Abstract
Die vorliegende Arbeit zeigt, dass eine detaillierte Beschreibung der Ultrastruktur der sekretorischen Zellen der Pankreasinseln des südamerikanischen Welses Rhamdia quelen vorliegt. Es wird der Nachweis erbracht, dass die α-Granula aus einem zentralen und einem äußeren Teil mit unterschiedlicher Elektronendichte und Löslichkeit bestehen, dass es sich bei den δ-Zellen höchstwahrscheinlich um morphologisch veränderte, aber lebensfähige α-Zellen handelt und dass die β-Granula möglicherweise eine sich wiederholende Substruktur besitzen und daher eine intrazelluläre kristalline Speicherform des Insulins darstellen können.
1. Einleitung
Die Langerhans-Inseln wurden 1869 von Langerhans beim Kaninchen entdeckt. Sie wurden jedoch von Stannius und Blockmann etwa 20 Jahre früher bei Teleostierchen entdeckt und werden daher auch, wenn auch weniger häufig, als Stannius- oder Blockmann-Körperchen bezeichnet. Die Langerhans-Inseln sind endodermalen Ursprungs und finden sich bei den meisten Teleosteern als kleine Körperchen, die im exokrinen Teil des Pankreas verstreut sind.

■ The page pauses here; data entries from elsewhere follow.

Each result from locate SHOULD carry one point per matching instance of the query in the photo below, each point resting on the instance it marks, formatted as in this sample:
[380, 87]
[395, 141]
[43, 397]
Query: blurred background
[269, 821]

Der Fisch hat kein eigenständiges Pankreas. Exokrines Pankreasgewebe findet sich verstreut im Darmtrakt. Die azinäre Struktur des exokrinen Pankreas ist der von Säugetieren sehr ähnlich und besteht aus Zellen mit einem sehr dunklen, basophilen Zytoplasma . Bei Fischen, die sich aktiv ernähren, enthalten sie eine große Anzahl heller, eosinophiler, sekretorischer Granula. Die endokrinen Langerhans-Inseln der Bauchspeicheldrüse konnten unterschieden werden, und das Gewebe umfasst α-Zellen (die glucagonähnliche Peptide produzieren), β-Zellen (die Insulin produzieren) und d-Zellen (die Somatostatin produzieren). Bei Säugetieren und Menschen waren die meisten früheren elektronenmikroskopischen Beschreibungen erwachsener menschlicher Pankreasinseln nur kurz, und ein kleiner Teil der Veröffentlichungen ist in erster Linie Beschreibungen von β-Zelltumoren oder Übersichtsartikeln gewidmet, in denen die vergleichende Morphologie der Inseln verschiedener Spezies erörtert wird.

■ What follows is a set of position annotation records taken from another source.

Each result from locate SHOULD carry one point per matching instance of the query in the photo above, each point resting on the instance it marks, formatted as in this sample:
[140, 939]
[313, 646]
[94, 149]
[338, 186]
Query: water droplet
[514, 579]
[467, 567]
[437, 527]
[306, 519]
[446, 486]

Die Bauchspeicheldrüse von Fischen erweist sich nicht oft als geeignete Gewebequelle für elektronenmikroskopische Untersuchungen. Die Hauptbauchspeicheldrüse von Fischen ist sowohl anatomisch als auch entwicklungsgeschichtlich der Bauchspeicheldrüse von Säugetieren ähnlich, während bei anderen Fischarten große Unterschiede zu beobachten sind. Beim erwachsenen Zebrafisch enthält das Hauptpankreas mehrere Hauptinseln, die von exokrinem Gewebe umgeben sind. Ein Schwanz aus einzelnen Inseln, die in exokrinem Gewebe und Fett eingebettet sind, erstreckt sich nach kaudal entlang des Darms. Im Gegensatz dazu befinden sich die β-Zellen des Tilapia (ein weiterer glukoseempfindlicher Teleost) in Langerhans-Inseln, die sich entlang des Mesenteriums befinden und nicht von exokrinem Gewebe umgeben sind. Rhamdia quelen ist ein Teleost und eine wichtige Art für die Aquakultur in subtropischen Klimazonen. R. quelen kommen von Südmexiko bis Zentralargentinien vor, und die Zucht dieser Art breitet sich nach Südbrasilien aus.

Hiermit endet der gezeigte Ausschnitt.